Venerdì 18 febbraio 2022 è uscito “Voodo we do“, poi rilanciato dal video della traccia “Low Fi” a inizio maggio.
Vodoo We Do è il nuovo album della band Little Pony, fuori per Soundinside Records e in distribuzione Believe Digital.
Canzoni scritte in viaggio, riflessioni sulle ossessioni della modernità e le stregonerie da social… Un rito magico, potente come solo i bambini possono immaginare, per scacciare via il superfluo, il compulsivo, l’ostinata arroganza dell’omologazione coatta delle interazioni nelle piccole e grandi cose del quotidiano.
I Little Pony non fanno jazz, non fanno rock, non fanno hip hop né punk o spoken words su basi funk disco rap; i Little Pony sono fuori moda e fuori dal tempo.
Il disagio ha un suono ironico, cupo e rabbioso mentre balla: i Little Pony fanno Voodoo.
Ne abbiamo parlato direttamente con loro, ed ecco com’è andata!
È davvero difficile identificarvi come un gruppo italiano. Quali sono le vostre connessioni con l’estero?
Anzitutto Ryan, che è americano, di Minneapolis. Ma ovviamente non è solo nel suo essere nato negli Usa a darci questa influenza, ci viene naturale probabilmente per quelli che sono stati e sono tutt’ora i nostri ascolti musicali o le nostre esperienze. Diciamo che non siamo mai stati legati ad un sound “nostrano”, neanche se si parla di rock o pop.
Ma avete influenze italiche? E se sì, quali? Ascoltate tutti le stesse cose?
Beh, come detto prima, il nostro sound si allontana molto da quello italiano, ovviamente di ascolti ce ne sono, Afterhours, Marlene Kuntz, Subsonica, i nostri 99Posse, Almamegretta e 24 Grana, ma anche tanta altra roba italiana, che indubbiamente un poco dentro ti finisce, personalmente magari, ma che probabilmente in questo progetto non trova sfogo. Come background di ascolti c’è tanta roba in comune, ma il bello è colmare le differenze.
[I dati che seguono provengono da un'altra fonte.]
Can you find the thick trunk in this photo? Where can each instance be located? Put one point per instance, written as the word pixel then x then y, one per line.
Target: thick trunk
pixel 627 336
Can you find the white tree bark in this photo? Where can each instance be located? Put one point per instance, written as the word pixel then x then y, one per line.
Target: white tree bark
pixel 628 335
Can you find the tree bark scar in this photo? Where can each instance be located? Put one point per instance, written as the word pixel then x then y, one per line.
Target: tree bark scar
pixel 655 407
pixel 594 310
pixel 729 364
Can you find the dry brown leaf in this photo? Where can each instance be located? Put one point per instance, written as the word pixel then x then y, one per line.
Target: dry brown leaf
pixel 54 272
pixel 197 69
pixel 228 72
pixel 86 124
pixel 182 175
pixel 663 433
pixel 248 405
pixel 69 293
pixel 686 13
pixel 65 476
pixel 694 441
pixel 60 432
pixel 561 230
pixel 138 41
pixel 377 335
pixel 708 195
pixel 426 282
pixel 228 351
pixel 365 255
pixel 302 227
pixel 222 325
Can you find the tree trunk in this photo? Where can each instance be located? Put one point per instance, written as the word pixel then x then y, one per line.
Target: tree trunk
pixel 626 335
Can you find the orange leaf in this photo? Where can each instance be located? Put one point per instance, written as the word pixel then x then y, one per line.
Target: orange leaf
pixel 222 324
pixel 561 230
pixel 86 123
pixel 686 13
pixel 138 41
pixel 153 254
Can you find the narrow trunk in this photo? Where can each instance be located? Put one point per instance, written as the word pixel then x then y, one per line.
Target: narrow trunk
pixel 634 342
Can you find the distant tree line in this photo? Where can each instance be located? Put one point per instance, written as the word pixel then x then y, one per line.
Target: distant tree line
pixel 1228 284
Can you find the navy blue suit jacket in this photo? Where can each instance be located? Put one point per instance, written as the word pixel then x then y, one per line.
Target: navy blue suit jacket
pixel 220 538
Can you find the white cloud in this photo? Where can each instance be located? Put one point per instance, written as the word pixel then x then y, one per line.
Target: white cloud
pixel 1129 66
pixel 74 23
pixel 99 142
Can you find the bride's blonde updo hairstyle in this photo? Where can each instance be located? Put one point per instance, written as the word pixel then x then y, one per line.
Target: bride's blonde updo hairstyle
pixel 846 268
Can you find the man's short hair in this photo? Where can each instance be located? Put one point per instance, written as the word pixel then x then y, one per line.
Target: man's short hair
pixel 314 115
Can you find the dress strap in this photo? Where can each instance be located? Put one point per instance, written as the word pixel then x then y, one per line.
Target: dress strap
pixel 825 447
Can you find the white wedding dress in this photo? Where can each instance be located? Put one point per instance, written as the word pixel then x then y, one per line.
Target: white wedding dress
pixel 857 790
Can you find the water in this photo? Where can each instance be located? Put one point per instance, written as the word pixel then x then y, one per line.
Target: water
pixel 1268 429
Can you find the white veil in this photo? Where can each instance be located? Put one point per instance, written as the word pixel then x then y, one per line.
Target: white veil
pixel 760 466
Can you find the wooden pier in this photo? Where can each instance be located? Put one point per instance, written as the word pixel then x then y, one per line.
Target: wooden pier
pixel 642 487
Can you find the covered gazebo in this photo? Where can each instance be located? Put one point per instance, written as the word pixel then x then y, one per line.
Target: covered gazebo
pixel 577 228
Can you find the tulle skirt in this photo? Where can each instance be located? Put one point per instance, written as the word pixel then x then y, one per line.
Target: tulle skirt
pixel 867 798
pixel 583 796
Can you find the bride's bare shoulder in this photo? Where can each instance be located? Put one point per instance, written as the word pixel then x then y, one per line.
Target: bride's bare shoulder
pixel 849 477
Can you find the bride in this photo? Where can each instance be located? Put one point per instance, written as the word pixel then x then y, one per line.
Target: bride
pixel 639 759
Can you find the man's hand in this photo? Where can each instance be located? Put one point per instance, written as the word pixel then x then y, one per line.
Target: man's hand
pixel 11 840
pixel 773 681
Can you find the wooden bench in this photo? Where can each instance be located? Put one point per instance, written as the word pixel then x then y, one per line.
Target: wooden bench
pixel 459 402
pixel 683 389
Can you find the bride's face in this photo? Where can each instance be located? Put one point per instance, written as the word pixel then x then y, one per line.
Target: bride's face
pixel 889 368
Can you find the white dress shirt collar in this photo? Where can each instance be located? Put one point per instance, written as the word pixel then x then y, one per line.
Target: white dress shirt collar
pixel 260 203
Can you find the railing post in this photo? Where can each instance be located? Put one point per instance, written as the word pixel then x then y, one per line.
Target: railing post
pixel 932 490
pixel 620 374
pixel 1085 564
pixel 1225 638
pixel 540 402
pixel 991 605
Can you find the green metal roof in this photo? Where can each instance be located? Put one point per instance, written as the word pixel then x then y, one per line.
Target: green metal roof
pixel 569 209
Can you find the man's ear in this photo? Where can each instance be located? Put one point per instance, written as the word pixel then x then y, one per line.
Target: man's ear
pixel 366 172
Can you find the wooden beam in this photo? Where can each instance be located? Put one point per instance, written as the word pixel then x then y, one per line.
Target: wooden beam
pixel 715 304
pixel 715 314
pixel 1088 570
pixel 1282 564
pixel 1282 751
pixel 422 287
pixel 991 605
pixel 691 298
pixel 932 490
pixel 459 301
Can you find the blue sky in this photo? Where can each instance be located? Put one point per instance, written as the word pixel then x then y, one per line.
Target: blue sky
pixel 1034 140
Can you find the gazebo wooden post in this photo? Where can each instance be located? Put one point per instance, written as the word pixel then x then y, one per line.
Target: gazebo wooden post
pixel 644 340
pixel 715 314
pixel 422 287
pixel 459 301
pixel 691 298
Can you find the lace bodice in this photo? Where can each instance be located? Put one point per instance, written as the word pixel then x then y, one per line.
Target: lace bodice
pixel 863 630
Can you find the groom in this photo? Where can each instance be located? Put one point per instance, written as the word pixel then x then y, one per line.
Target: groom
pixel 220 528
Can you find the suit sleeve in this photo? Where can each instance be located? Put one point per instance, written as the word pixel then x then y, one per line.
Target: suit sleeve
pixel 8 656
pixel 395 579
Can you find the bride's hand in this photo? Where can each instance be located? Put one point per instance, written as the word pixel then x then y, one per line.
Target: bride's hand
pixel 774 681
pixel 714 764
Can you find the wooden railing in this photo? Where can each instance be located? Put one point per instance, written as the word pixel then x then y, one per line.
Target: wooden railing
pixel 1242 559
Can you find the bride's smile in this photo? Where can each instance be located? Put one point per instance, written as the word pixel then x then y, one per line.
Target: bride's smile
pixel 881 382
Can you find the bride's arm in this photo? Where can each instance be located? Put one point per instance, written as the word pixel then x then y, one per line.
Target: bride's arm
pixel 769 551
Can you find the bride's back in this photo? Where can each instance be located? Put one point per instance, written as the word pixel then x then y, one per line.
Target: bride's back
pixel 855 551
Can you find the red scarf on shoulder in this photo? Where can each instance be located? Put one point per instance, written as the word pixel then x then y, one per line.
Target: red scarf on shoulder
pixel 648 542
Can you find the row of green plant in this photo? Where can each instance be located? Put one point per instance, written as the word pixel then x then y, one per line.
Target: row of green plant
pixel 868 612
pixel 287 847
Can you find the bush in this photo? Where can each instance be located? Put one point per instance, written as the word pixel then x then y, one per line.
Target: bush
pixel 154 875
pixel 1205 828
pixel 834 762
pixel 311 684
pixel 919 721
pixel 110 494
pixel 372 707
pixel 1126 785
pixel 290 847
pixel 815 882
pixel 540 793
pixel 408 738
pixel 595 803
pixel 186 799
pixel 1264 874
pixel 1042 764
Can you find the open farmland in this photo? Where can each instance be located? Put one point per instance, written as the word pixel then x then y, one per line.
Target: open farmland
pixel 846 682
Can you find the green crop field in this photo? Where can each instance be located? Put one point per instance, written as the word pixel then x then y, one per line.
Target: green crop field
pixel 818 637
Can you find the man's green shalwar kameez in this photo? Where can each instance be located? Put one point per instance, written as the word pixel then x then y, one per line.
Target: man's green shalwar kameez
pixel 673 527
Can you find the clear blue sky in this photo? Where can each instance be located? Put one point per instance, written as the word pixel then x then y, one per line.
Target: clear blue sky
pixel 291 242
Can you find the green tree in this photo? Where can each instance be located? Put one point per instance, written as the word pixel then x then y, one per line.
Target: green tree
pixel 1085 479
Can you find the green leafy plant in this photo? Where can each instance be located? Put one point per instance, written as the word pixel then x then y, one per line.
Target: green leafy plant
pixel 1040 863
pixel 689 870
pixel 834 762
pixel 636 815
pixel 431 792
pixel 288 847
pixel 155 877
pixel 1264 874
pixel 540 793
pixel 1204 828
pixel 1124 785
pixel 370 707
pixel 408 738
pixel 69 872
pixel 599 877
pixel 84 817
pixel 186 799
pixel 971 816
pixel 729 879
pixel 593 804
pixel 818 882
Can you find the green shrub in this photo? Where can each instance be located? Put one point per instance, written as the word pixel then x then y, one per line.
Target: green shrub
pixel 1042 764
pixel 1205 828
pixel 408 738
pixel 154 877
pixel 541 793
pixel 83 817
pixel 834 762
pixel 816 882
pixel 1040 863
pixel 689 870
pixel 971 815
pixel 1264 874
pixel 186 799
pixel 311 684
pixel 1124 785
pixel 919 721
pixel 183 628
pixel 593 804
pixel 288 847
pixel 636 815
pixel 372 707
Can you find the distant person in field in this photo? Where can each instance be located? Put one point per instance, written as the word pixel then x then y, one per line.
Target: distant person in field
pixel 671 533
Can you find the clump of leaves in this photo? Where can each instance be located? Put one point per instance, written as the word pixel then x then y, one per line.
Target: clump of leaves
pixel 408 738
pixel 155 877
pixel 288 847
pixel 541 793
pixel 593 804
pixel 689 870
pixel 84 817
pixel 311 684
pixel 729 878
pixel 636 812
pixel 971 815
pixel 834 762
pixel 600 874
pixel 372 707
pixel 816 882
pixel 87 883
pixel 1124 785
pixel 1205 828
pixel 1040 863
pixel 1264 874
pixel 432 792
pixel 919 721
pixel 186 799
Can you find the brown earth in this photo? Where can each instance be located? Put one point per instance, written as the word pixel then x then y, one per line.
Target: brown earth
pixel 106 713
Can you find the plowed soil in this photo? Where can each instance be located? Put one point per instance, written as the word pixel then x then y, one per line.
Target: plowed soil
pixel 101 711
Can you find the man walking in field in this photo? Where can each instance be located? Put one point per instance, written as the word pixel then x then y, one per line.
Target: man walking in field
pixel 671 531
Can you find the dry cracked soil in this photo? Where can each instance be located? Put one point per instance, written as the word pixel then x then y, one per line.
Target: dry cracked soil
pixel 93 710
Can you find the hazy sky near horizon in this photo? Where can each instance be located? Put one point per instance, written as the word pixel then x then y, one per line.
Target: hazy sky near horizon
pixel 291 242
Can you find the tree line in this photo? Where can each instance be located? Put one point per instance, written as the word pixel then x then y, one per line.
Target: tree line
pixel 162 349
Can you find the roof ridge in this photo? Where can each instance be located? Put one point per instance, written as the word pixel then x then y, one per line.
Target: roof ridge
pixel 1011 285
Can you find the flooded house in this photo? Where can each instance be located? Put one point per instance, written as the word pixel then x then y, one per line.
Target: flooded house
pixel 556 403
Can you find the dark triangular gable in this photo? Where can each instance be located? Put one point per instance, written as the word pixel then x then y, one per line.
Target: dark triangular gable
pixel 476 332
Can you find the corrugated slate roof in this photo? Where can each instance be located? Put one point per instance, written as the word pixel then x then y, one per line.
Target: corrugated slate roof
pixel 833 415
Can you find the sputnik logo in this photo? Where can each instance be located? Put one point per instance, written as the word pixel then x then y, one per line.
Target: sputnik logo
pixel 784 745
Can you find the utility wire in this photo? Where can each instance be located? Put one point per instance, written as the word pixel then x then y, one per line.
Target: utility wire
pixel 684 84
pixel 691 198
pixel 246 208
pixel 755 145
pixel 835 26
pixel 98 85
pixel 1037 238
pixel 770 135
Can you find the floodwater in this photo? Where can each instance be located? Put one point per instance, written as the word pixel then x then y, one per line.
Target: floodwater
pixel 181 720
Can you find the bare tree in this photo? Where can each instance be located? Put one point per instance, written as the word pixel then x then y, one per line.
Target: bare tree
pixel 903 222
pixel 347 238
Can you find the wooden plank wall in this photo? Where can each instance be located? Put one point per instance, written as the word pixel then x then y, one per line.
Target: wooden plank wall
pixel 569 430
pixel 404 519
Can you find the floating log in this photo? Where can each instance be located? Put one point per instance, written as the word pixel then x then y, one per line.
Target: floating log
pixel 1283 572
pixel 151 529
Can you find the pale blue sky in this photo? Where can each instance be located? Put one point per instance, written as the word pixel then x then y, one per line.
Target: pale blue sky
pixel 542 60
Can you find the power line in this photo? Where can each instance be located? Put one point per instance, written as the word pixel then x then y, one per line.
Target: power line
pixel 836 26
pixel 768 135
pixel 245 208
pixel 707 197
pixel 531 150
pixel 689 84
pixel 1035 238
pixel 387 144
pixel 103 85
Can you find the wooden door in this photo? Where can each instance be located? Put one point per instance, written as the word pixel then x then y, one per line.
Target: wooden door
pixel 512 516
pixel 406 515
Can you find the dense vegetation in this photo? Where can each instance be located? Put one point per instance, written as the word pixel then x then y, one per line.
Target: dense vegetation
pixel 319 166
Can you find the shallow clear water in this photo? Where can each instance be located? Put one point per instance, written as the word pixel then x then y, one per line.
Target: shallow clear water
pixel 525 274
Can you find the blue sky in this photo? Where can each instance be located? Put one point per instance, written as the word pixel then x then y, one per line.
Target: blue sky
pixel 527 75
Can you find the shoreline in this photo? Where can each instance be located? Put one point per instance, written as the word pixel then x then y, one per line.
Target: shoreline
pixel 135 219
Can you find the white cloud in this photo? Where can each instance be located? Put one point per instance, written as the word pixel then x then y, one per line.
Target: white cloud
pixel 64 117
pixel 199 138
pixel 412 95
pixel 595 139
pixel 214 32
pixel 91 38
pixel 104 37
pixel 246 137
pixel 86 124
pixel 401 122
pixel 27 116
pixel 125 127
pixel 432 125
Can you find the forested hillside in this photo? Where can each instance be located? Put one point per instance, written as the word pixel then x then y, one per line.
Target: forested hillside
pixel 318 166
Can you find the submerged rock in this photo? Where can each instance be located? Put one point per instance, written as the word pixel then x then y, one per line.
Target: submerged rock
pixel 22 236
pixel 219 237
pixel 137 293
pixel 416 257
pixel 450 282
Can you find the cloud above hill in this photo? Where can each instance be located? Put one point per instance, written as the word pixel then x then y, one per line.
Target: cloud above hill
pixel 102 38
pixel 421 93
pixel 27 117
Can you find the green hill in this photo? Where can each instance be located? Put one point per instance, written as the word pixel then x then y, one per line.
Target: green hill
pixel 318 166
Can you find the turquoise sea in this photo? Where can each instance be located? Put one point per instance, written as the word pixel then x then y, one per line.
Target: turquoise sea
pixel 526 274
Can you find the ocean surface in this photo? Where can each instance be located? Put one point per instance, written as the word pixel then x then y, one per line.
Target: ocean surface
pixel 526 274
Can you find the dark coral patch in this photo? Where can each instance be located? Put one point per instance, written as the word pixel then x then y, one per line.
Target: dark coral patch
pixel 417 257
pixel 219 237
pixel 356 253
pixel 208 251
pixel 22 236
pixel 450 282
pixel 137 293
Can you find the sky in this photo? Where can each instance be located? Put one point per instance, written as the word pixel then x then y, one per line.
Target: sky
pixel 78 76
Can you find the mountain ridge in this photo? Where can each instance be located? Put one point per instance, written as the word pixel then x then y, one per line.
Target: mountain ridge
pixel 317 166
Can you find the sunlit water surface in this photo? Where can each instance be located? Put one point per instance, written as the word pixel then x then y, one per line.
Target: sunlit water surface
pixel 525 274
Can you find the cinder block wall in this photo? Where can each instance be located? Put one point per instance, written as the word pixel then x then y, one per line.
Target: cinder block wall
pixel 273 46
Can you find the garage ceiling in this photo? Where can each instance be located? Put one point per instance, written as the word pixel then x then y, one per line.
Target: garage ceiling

Vi ricordate come mai avete scelto di chiamarvi proprio “Little Pony“, come il fenomeno per bambini degli anni Novanta?
Sì, in effetti non ci siamo dati vita facile per i social.. in realtà il nome viene fuori da un vecchio uno dei primi brani che parla di un cavallino che, stufo della vita nel recinto insieme agli altri cavalli, decide di vivere la sua libertà, saltando la staccionata.
Little Horse, questo è il titolo del brano, vuole essere un esempio per tutti coloro sentano il bisogno di saltare la propria staccionata e andare oltre.
La produzione del disco è firmata proprio da voi. Come mai avete scelto di non affidarvi a qualcuno di esterno?
Voodoo We Do è un disco nato in viaggio, questi brani hanno preso forma durante i tanti tour fatti in giro per l’Italia e all’ estero, brani che alle volte scrivevamo durante i sound-check, che poi hanno preso lentamente forma. Una grande mano in fase di preproduzione in studio, durante le registrazioni, ce l’ha data Albino D’Amato degli Almamegretta ed in fase di mixaggio Nicola Tranquillo del Vssl Studio di Caserta. Ma come detto, questo disco è un viaggio, e come tale vuole arrivare alla gente.
E come ci raccontereste un vostro live, a noi che non vi abbiamo mai incrociato dal vivo?
Naif è l’aggettivo giusto. Ma quello che posso dirvi di concreto è che si balla e ci si muove da quando inizia a quando finisce. Ci si diverte tutti.